Ya a comienzos del siglo XX existían muchos adictos cuyos excesos con el poderoso alcaloide se mantuvieron a la sombra gracias a sus supuestas propiedades curativas. "No debió ser fácil llevar una doble vida, siendo un médico distinguido en público y, al mismo tiempo, un consumidor de cocaína que sufre el abuso en privado", reconoce Markel. El escritor escocés Sir Arthur Conan Doyle forma parte de ese grupo y, aunque nunca habló abiertamente de la droga, dio pistas de su hábito en sus relatos. Sherlock Holmes, el personaje que lo hizo famoso, considerado su álter ego, tenía por costumbre inyectarse una solución de cocaína al 7 por ciento cuando no tenía casos interesantes que investigar.

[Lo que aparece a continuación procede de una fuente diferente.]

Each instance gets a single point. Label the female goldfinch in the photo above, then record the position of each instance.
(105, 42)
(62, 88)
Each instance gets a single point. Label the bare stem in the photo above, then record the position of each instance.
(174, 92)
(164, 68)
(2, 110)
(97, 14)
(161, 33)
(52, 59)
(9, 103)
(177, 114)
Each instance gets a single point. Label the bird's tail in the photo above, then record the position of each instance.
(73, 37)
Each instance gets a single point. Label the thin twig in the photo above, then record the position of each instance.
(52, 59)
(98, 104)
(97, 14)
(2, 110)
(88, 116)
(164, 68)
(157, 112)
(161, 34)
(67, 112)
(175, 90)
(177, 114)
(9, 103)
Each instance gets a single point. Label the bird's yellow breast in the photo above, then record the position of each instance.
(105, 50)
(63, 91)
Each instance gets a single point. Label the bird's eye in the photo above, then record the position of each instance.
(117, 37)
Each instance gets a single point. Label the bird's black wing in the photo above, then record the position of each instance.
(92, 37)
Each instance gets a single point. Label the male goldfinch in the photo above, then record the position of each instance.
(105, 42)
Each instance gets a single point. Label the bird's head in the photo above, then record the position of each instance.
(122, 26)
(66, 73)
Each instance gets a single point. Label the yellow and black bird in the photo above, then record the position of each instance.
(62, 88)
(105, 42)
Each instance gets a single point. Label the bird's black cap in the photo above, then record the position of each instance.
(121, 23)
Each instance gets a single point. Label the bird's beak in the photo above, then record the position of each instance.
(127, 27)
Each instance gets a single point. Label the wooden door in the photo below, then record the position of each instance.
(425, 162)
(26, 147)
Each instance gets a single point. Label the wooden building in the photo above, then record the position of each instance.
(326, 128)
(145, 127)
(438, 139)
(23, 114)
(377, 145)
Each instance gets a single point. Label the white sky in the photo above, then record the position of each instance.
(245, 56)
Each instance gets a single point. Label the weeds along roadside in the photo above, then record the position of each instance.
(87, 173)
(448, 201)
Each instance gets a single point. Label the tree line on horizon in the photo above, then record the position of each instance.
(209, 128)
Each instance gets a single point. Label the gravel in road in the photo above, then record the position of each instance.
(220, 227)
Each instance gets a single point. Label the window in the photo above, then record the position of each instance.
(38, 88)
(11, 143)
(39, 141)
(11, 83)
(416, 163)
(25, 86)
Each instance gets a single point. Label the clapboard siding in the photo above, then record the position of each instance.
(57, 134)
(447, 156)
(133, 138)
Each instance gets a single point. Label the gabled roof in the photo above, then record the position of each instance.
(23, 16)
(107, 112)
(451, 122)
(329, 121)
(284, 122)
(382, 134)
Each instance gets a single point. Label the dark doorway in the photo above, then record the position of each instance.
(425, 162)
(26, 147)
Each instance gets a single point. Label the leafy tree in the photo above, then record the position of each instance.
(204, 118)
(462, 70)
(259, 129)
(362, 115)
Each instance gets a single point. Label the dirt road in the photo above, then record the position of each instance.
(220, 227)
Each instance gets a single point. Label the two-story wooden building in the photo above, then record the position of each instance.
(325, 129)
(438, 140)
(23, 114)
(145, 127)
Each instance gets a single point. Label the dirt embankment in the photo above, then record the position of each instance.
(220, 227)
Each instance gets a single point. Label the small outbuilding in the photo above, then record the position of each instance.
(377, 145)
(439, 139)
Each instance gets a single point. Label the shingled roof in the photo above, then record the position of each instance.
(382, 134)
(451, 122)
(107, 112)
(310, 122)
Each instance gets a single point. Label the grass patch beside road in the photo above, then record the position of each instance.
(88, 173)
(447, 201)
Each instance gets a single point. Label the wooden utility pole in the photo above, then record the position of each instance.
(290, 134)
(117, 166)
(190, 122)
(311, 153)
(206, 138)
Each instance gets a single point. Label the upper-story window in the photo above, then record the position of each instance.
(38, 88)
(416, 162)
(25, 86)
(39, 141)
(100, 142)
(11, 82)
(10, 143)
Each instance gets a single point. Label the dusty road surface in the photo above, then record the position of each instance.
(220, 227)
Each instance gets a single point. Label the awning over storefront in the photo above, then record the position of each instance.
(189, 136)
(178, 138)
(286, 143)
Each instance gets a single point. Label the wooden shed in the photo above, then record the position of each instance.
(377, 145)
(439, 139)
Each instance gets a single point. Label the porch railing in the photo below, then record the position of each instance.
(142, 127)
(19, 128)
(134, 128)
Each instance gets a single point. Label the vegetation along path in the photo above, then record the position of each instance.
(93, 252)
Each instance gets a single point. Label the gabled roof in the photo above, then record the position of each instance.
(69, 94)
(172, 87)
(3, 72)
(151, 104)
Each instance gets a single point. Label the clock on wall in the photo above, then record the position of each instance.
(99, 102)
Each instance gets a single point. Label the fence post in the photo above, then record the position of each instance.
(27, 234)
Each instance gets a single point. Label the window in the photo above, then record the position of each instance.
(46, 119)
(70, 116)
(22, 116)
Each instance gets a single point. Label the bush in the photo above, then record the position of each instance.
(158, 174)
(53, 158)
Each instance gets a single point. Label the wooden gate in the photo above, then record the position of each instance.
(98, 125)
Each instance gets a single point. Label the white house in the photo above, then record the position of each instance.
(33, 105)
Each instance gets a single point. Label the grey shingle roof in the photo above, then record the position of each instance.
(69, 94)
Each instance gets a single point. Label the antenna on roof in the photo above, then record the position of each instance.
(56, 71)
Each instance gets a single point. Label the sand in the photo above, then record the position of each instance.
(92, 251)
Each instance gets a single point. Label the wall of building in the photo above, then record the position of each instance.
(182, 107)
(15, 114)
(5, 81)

Su fiel compañero, el doctor Watson, temía que afectara su desempeño intelectual y, por eso, le pedía que no la siguiera usando.
 
A medida que la droga era estigmatizada, los gobiernos incrementaban sus controles. Años después de que Freud logró hacerse a un nombre, enfrentó un sinnúmero de críticas por la costumbre que adquirió cuando apenas empezaba su carrera. Ha habido todo un debate alrededor de la influencia que el polvo blanco tuvo sobre su obra, pero la mayoría de los expertos coincide en que su período más brillante llegó después de que la abandonó. Como él mismo lo reconoció al final de sus días, seguramente como una forma de exculpar su pasado, "el estudio de la cocaína fue una distracción que estaba ansioso por concluir".